The Total Information War
Thursday, March 20, 2003; 10:02 AM
The newspaper continued: "'Actionable intelligence,' the bane of a high-technology military faced with an elusive low-tech foe, requires far less lead time in the present war. Whatever the result of yesterday's strike, officials said, there will be more rapid re-targetings and more unexpected opportunities before the war is over."
The Washington Post: CIA Had Fix On Hussein
The types of ordnance that will be employed in this war is much more sophisticated than what was available in the first Gulf war. The bulk of the munitions will be precision-guided, compared with just 10 percent in 1991, according to an article in The Los Angeles Times. "Much of that aerial onslaught will be aimed at communications, transportation, air defense and military targets. Crowder said the precision weapons will enable U.S. forces to disable Iraqi military and communications systems with fewer airstrikes and less damage to surrounding structures," the newspaper said. The Wall Street Journal also noted the intense focus on destroying key Iraqi leadership posts: "The waves of bombers, attack planes and fighter jets will strike high-profile targets such as Mr. Hussein's palaces, as well as political and military headquarters. Once the Iraqi air defenses have been destroyed, the military is likely to begin dropping large bunker-busting bombs that can burrow deep beneath the ground, destroying command posts where Mr. Hussein and top commanders might be hiding, as well as chemical-weapons storage sites."
The Los Angeles Times: In A Flash, The Script Changes (Registration required)
The Wall Street Journal: Plan Is to Cut Off Top Officers While Allies Strike Air Defenses (Subscription required)
As the attack began early in the morning Iraq time, the U.S. military appeared to overtake the main frequency of Iraqi's state radio station to tell listeners Saddam Hussein's leadership was under attack. While propaganda is certainly not a new war-fighting tactic, the scope and depth of the messages that have been beamed across Iraq has intensified -- thanks to advances in information technology. "This is the day we have been waiting for," the radio message said. A U.S. Air Force mobile broadcasting aircraft also broadcast an Arabic message to Iraqis, which according to The New York Times said: "The days of Saddam's regime are over. ... You will face complete destruction if you comply with these orders to sabotage the oil wells. He can't destroy them himself. He will need your help. Follow the instructions of the coalition.
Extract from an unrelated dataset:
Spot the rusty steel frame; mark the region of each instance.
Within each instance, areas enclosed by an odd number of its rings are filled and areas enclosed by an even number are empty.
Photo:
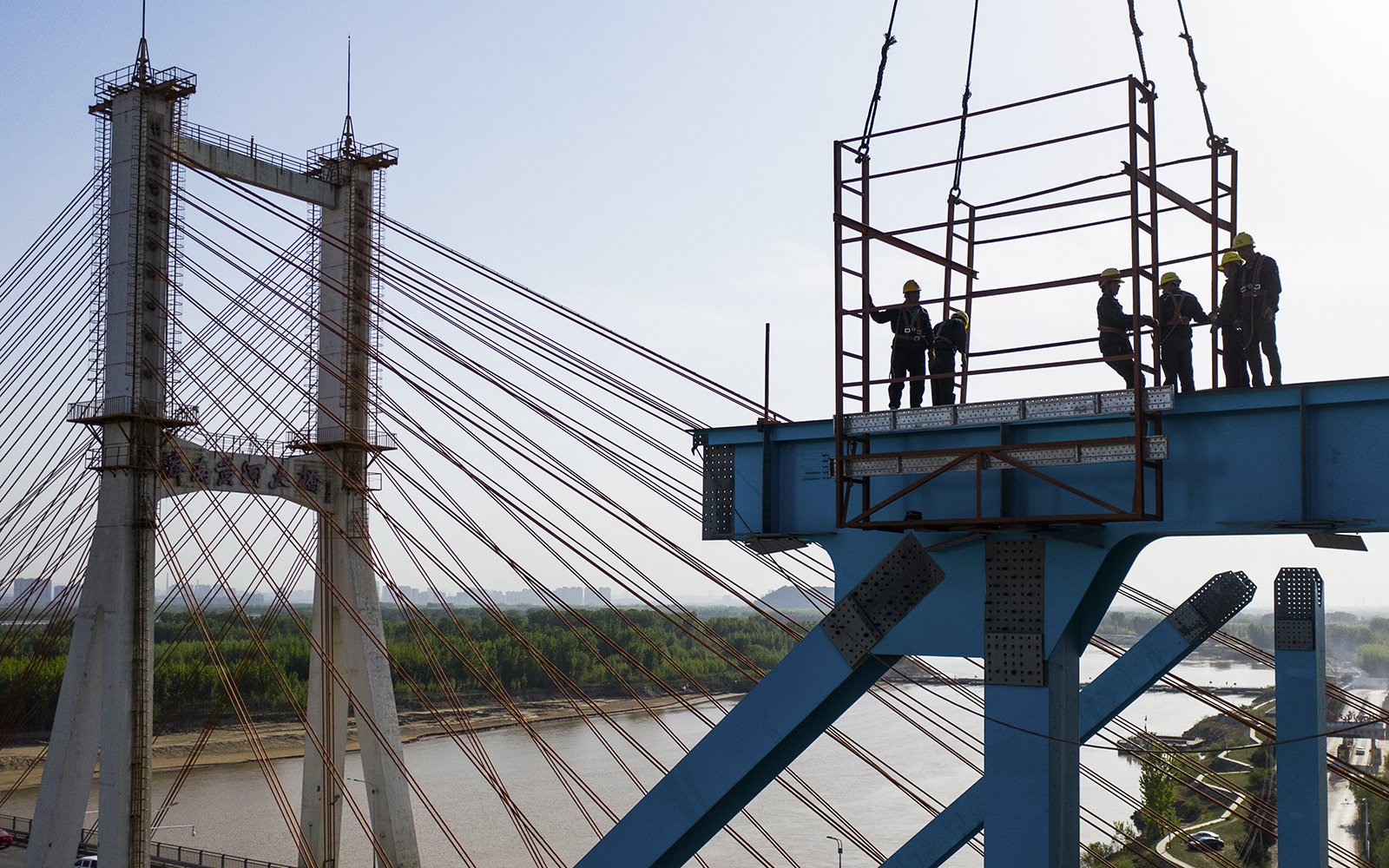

You have two choices: listen to Saddam and face the consequences, or refuse to follow his orders and save yourself for a post-Saddam Iraq."
Reuters via washingtonpost.com: War Begins With Bombs In Baghdad
The New York Times: In a Day of Waiting, First Surrenders and Later, First Missile Attack (Registration required)
ClandestineRadio.com: Iraqi State Radio Replaced With U.S. Psyop Broadcast
Efforts to spread anti-Iraq propaganda messages reportedly started weeks before the attacks, according to a report by New Scientist. "US-backed psychological operations inside Iraq appear to have intensified with the launch of a new propaganda radio station ... The broadcasts target the elite troops of the Iraqi army and the country's oil workers," the news organization reported on March 11, citing a station called Sawt al-Tahrir al-Iraq, meaning Voice of Iraqi Liberation, which airs twice-daily broadcasts.
New Scientist: New Iraqi Radio Station Enters Air Raid War
The Associated Press via The News Tribune: Information Warfare -- Direct Hits and Misfires
A major component of the modern-day battlefield is the constant relay of all types of communication among troops and commanders, beamed across the globe by a network of satellites. While satellites were certainly used during the Gulf War, "the military is using 10 times the satellite capacity it used in the 1991 Persian Gulf War," The Washington Post reported, citing public statements by officials. In order to bolster their broadband capacity, the Pentagon has been scrambling to purchase satellite capacity from commercial providers "to support an information-age battle plan that depends on the ability to transmit huge amounts of data to troops in the field, planes in the air and even weapons in flight," according to The Washington Post, which cited unnamed industry sources. The commercial satellite broadband will both be used for backup for the military's own satellites and for communications for troops to contact loved ones back home, the newspaper said. "The war in Iraq likely will put to the test a new generation of weapons that depend on the military's ability to transmit huge amounts of data through the airwaves. For instance, an unmanned drone known as the RQ-1 Predator is flown remotely by pilots who may be halfway around the world but remain in control the craft via a satellite connection," the Post said.